Второй источник беспокойства: расстрел герцога Энгиенского, коронация Наполеона как императора.
Лев Толстой очень точно описывает, какое тяжелое впечатление оказывает на русское общество убийство герцога Энгиенского. Все дворянство понимает — посягнули на человека их круга! И уже не санкюлоты, не якобинцы, а почти император Наполеон. Не Робеспьер, от него другого и не ожидали, а «Робеспьер на коне!» Уже не в романе, а в реальной жизни Александр I объявил по герцогу реальный траур при дворе. По Петербургу ходила брошюра «Историческое описание Его Светлости принца герцога Енгиенскаго, расстрелянного по повелению Буонапарте в Винценском лесу в ночь с 21 на 22 марта 1804 года»[88]
.Но все понимают и то, что новый режим продемонстрировал: для достижения своих целей он готов нарушать любую законность! Этой готовностью пугали якобинцы, а получается — Наполеон не лучше.

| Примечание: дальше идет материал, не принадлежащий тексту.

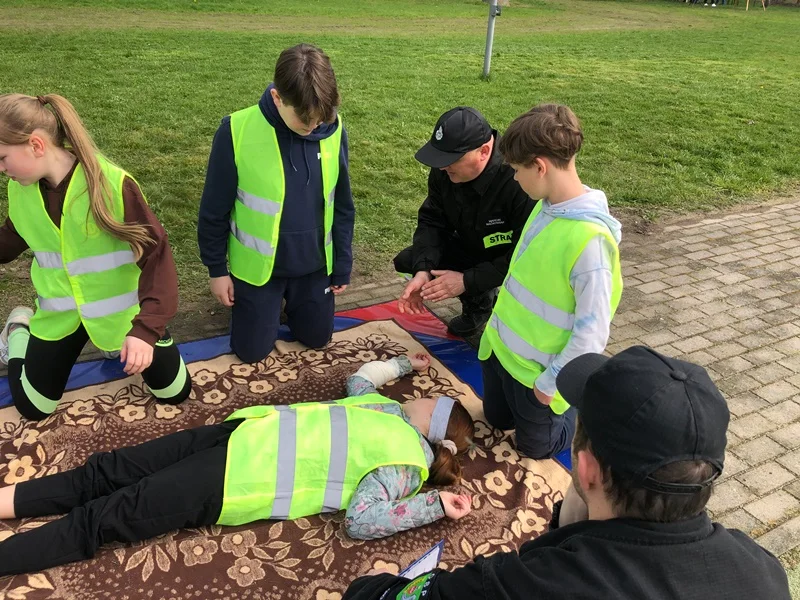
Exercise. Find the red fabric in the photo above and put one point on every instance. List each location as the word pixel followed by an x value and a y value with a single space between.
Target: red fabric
pixel 426 323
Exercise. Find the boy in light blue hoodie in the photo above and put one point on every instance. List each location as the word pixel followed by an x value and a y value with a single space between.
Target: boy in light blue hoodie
pixel 562 288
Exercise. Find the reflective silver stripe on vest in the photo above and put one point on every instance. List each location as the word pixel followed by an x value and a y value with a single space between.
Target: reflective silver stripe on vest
pixel 49 260
pixel 100 263
pixel 258 204
pixel 334 486
pixel 109 306
pixel 553 315
pixel 519 346
pixel 251 241
pixel 57 304
pixel 287 458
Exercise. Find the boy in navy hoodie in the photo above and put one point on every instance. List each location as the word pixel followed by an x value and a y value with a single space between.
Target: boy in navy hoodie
pixel 277 209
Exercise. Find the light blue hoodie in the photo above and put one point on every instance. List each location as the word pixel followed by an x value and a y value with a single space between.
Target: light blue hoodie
pixel 590 279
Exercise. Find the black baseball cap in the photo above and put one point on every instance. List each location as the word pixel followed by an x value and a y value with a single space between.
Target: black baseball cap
pixel 456 132
pixel 642 410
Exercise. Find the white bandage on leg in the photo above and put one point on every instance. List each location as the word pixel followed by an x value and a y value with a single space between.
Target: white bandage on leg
pixel 379 372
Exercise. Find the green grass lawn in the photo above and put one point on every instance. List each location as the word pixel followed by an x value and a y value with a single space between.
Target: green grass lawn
pixel 684 107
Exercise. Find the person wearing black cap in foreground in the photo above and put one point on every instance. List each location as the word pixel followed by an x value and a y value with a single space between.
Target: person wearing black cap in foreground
pixel 650 442
pixel 469 223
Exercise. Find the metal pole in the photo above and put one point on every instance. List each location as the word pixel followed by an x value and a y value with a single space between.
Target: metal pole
pixel 487 57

Впрочем, тут французам есть что сказать... посол Франции Лористон задает императору, возмущенному беззаконным расстрелом, вопрос: «Что, если бы в дни, когда Британия готовила убийство Вашего отца, Вы бы узнали, что заговорщики находятся за границей, но в пределах досягаемости. Неужели Вы бы не приложили бы все усилия, чтобы их схватить?». Удар ниже пояса? Да. Но Александр сам подставился.
С декабря 1804 года дипломатические отношения России и Франции были прерваны. Накануне коронации Наполеона Александр демонстративно разрывает с Францией дипломатические отношения и отзывает поверенного в делах Петра Убри — чтобы он не присутствовал при коронации.

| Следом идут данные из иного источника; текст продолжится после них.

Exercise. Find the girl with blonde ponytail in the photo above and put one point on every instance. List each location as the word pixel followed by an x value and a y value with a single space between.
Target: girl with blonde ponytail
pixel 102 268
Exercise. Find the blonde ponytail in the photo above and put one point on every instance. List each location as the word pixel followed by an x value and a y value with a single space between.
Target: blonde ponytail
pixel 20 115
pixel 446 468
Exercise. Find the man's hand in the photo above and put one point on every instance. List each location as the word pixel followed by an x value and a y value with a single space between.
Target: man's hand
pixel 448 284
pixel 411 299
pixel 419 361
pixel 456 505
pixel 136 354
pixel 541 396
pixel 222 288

А цели у Франции какие? Государственный совет приходит к весьма резонному выводу: стремительное возвышение Наполеона имеет главным образом соображения внешней политики. То есть Наполеон Бонапарт, став императором, намерен раздвигать границы своей империи вплоть до Индии на юг и до Урала на восток.
Это подталкивает к созданию третьей антифранцузской коалиции под предводительством русского царя Александра I. Центральное звено договоров этой коалиции: «Англо-русская конвенция о мерах к установлению мира в Европе» от 11 апреля 1805 г.
Тогда же опять начинают финансово поддерживать французских эмигрантов. Много позже в 1828 г. Николай I попытается получить должок с Карла X Бурбона, правившего в 1824-1830 гг. Должок составляет 19 284 497 франков. Не получил.
«Когда говорят пушки, музы молчат» — говаривал Наполеон.
Когда говорят пушки, музы тоже не всегда молчат. Но они говорят только в том случае, если они помогают пушкам или хотя бы не мешают им стрелять. Мог ли Александр I Павлович проводить раскрепощение крестьян, ставя Россию на грань новой гражданской войны?
Глава 4.
ПОЧЕМУ ОТЕЧЕСТВЕННАЯ ВОЙНА НЕ НАЧАЛАСЬ В 1807 ГОДУ?
Дерево человечества забывает о тихом садовнике, который пестовал его в стужу, поил в засуху и оберегал от вредителей; но оно верно хранит имена, безжалостно врезанные в его кору острой сталью, и передает их позднейшим поколениям, тем лишь умножая их славу.
Гейне Г.
После заключения ряда трактатов между Австрией, Пруссией, Россией и Англией была оформлена новая антифранцузская коалиция. 9 сентября 1805 года Александр и Кутузов выехали в действующую армию.
Разумеется, и тут не обошлось без романтической истории, которую до сих пор вспоминают где надо и где не надо. Связана она с прусской королевой Луизой Августой Вильгельминой Амалией (1776-1810), супругой Фридриха Вильгельма III, мамой прусского короля Фридриха Вильгельма IV, первого германского императора Вильгельма I и жены Николая I Шарлотты (Александры Федоровны).
Королева была очень красива. Некрасивый и угрюмый Фридрих-Вильгельм проигрывал в сравнении с Луизой Менленбургской. Луиза была красива и обаятельна. Пожилой Гете называл ее «небесным видением».
В июне 1802 года Александр заехал к своему двоюродному брату, прусскому королю, из Риги в Мемель. Помимо смотров, парадов и приемов королевская чета много времени проводила в домашнем кругу, в компании Александра. Александр много общался с Луизой, когда Фридрих-Вильгельм уходил спать, и, конечно же, о них много чего говорили.
По одной версии, Александр уже тогда влюбился по уши. Обер-гофмейстерина Луизы, графиня Фосс, записала в своем дневнике об Александре: «Бедный, он совсем увлечен и очарован королевой!»
По другой, как выразился хорошо его знавший Чарторыйский, началось «платоническое кокетничанье».
Они прощались чрезвычайно трогательно, Луиза была в слезах. Судя по всему, если кто-то влюбился, то именно она.